I love when a good horror movie has some sequels because I hardcore high-key love sequels. I guess it’s just this thing that comes with being a B-movie devotee, but I say the more the merrier. When you really love a movie (like I do this one) sequels mean there’s just more to keep loving! Subspecies has three sequels which honestly isn’t enough for my liking, but it’s still three times more B-movie trash terrificness to cherish! All of the sequels are great but I really think the 2nd is the is best, even though I always tend to think the second installment of a series is the best, but that’s a whole different article to write about. Plus, as a bonus, this series has its own spin-off movie: The Vampire Journals! Four times the love in total, friends!

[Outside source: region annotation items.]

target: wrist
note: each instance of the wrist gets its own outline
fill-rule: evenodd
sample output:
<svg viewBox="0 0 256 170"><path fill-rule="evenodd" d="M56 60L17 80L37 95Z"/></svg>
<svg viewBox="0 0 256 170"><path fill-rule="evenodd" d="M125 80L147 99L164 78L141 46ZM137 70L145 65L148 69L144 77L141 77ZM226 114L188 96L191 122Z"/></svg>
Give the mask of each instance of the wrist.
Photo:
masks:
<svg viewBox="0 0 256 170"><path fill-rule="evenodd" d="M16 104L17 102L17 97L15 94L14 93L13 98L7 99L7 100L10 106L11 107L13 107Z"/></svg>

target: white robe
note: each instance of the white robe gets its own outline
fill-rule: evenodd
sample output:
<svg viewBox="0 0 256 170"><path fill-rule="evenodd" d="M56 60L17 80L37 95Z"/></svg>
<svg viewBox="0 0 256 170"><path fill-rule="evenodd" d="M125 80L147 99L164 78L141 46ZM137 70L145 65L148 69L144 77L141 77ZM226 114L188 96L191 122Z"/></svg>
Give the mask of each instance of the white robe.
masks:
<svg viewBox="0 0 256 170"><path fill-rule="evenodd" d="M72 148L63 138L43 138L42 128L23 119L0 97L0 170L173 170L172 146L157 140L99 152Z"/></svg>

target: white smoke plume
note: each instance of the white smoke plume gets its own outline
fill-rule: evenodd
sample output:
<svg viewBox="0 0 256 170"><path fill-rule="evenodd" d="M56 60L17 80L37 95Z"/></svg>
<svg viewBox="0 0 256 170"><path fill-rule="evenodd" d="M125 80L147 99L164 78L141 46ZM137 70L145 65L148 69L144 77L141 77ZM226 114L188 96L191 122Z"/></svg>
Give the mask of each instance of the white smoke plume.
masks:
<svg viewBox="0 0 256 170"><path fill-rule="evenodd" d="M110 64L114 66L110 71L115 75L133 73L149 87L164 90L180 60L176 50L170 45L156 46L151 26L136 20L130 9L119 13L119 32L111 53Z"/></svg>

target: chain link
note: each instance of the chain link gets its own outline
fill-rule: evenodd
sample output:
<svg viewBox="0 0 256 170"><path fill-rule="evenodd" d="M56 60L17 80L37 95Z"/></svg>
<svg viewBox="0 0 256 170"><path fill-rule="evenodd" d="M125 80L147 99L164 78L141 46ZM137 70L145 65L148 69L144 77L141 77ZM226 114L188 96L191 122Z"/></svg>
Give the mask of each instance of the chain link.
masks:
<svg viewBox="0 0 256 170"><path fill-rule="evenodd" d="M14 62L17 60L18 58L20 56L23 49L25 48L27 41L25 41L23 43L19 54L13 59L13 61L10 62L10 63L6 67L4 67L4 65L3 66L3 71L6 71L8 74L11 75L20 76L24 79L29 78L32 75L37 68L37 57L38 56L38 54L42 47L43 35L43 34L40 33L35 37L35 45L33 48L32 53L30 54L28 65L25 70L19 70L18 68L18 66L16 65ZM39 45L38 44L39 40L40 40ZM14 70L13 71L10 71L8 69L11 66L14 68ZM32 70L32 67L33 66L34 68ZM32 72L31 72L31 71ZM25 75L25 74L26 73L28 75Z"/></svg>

Anyway, there you have it: my case for loving this film as much as I do; my plea to give it all the love and attention it deserves; and my hope that reading this will inspire you to watch...and love...this awesome B-movie trashterpiece. Even if it’s only half as much as I love it, that’s still something! Plus, if you’ve never gone for a dip in the Full Moon pool then stick with me because I have such sights to show you!